Despite space and resource constraint, Bangladesh has given them shelter solely on humanitarian consideration. ‘In fact, even before the current influx began, we have been hosting nearly 400,000 Rohingyas from Myanmar for three decades,’ Minister Ali said.
He said Bangladesh believes in peaceful settlement of international dispute.

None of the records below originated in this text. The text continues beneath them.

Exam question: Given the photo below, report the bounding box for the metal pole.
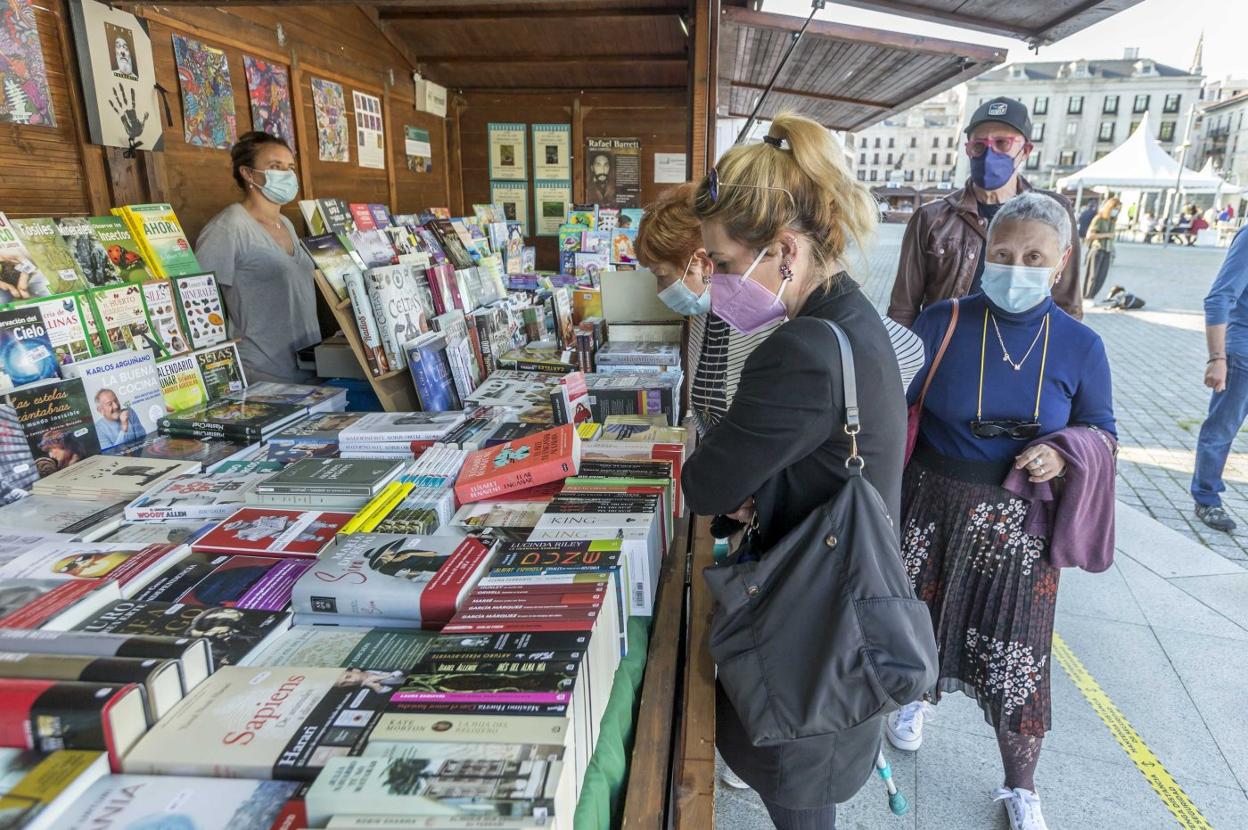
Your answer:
[734,0,826,145]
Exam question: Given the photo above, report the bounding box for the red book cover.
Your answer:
[105,544,184,590]
[418,537,496,626]
[0,580,107,629]
[454,425,582,504]
[409,439,437,456]
[442,618,597,633]
[349,203,376,231]
[0,678,141,769]
[193,508,353,558]
[454,602,603,620]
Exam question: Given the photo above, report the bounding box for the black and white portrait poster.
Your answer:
[586,137,640,209]
[68,0,163,152]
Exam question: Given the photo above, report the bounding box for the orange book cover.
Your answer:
[454,424,581,504]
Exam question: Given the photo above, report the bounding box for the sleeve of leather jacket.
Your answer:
[887,209,927,328]
[1051,195,1084,320]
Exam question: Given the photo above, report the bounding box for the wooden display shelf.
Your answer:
[313,269,420,412]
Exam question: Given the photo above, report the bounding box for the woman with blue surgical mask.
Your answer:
[196,131,321,383]
[893,191,1118,830]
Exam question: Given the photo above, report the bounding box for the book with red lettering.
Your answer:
[291,533,495,630]
[454,424,581,504]
[191,508,353,558]
[0,678,148,770]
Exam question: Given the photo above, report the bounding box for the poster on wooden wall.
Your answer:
[68,0,163,152]
[586,138,641,209]
[0,0,55,126]
[531,124,570,181]
[311,77,349,162]
[243,56,294,148]
[488,122,526,181]
[490,181,529,236]
[171,34,237,150]
[533,180,571,237]
[404,126,432,173]
[351,90,384,170]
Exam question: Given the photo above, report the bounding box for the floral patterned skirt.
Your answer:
[900,462,1060,737]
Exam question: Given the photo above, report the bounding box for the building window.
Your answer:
[870,170,878,181]
[874,137,881,148]
[1133,94,1150,113]
[946,136,955,148]
[1103,94,1119,114]
[857,170,866,181]
[1065,121,1079,138]
[1034,96,1049,115]
[944,152,953,165]
[1159,121,1176,141]
[1130,120,1141,135]
[888,137,895,148]
[1067,95,1084,114]
[1240,112,1244,130]
[859,153,866,165]
[1032,123,1045,142]
[1098,121,1115,142]
[930,152,938,164]
[909,136,917,148]
[873,152,880,164]
[928,170,936,182]
[941,170,953,182]
[886,152,893,164]
[1095,150,1111,160]
[1026,151,1041,170]
[932,137,940,148]
[1164,94,1181,114]
[904,170,914,182]
[1059,150,1077,166]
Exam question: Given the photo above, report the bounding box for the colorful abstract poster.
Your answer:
[0,0,55,126]
[172,33,236,149]
[352,89,384,170]
[243,55,293,148]
[311,77,348,162]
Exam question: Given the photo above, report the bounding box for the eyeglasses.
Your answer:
[964,135,1027,158]
[707,168,796,208]
[969,419,1043,440]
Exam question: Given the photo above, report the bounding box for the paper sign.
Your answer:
[654,153,687,184]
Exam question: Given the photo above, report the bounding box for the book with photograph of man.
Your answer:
[61,348,165,450]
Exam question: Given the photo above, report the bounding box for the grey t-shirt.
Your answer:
[196,203,319,383]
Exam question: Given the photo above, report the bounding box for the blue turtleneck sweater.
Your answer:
[907,293,1116,463]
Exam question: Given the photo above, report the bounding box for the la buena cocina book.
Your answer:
[454,424,581,504]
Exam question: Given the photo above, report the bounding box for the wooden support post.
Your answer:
[289,52,315,200]
[383,80,399,213]
[689,0,710,178]
[446,97,465,216]
[673,515,717,829]
[571,96,585,203]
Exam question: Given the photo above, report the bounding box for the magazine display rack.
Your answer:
[312,269,420,412]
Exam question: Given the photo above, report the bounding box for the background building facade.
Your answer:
[845,91,962,187]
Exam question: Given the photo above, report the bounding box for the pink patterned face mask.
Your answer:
[707,249,789,334]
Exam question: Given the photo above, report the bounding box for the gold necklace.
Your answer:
[989,311,1047,371]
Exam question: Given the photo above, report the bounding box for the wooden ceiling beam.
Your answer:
[423,54,687,65]
[380,6,683,21]
[729,81,890,110]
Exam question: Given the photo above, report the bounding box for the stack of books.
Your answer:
[158,399,308,444]
[32,455,201,502]
[338,411,466,458]
[245,457,406,511]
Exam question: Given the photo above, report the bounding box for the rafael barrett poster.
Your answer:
[586,138,640,209]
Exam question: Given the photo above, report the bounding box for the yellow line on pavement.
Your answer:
[1052,633,1214,830]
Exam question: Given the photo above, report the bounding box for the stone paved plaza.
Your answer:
[716,223,1248,829]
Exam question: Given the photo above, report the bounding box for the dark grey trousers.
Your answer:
[761,798,837,829]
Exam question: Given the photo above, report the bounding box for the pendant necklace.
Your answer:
[989,312,1049,371]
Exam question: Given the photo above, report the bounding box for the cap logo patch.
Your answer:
[988,103,1008,116]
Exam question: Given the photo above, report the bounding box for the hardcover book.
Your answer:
[292,533,495,630]
[339,411,466,445]
[248,626,437,671]
[61,349,166,450]
[344,269,389,376]
[10,217,86,295]
[194,342,247,400]
[431,309,482,399]
[346,229,397,270]
[0,578,123,632]
[45,775,299,830]
[86,283,158,355]
[0,306,60,391]
[0,628,213,693]
[154,353,209,413]
[0,679,148,769]
[228,382,347,414]
[140,278,189,355]
[86,216,154,283]
[122,472,269,522]
[30,454,199,501]
[113,205,201,277]
[192,507,353,558]
[365,263,427,370]
[252,458,404,495]
[170,272,228,349]
[301,233,360,302]
[0,750,109,830]
[130,551,312,613]
[11,294,95,367]
[3,377,100,478]
[0,651,185,720]
[454,424,581,504]
[158,399,306,442]
[268,411,367,445]
[317,198,355,235]
[404,332,461,412]
[55,217,120,288]
[0,495,125,539]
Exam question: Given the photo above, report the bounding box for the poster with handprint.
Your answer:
[172,33,236,149]
[243,55,294,148]
[0,0,56,126]
[311,77,349,162]
[67,0,163,153]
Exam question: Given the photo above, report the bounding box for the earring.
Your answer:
[779,259,794,280]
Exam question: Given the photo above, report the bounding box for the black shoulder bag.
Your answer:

Accordingly, he said, Prime Minister Sheikh Hasina has presented her five-point proposal in the UN General Assembly.
‘In line with that we would like to peacefully resolve this issue at the earliest possible,’ Ali said
Among the new arrivals, an estimated 55,770 pregnant and lactating women, and children under 5, require targeted food assistance.
Foreign Secretary M Shahidul Haque earlier said Bangladesh keeps the open to discuss and resolve the Rohingya issue bilaterally apart from discussing it in international forums.
Some 507,000 new arrivals of Myanmar’s fleeing Rohingya population are reported as of September 30, including 453,300 new arrivals identified in IOM’s Needs and Population Monitoring assessments in four upazilas of Cox’s Bazar district, says a new report on Sunday.
The latest figure includes 35,000 in refugee camps reported by UNHCR and 18,700 reported by field staff in Naikhongchhari (Bandarban district).
Over the last two days, movement across the border in Cox’s Bazar has reportedly decreased again, according to the report ‘Situation Report: Rohingya Crisis’.
The Inter Sector Coordination Group (ISCG), convened by the IOM, in collaboration with humanitarian partners prepared the report that covered September 21-27.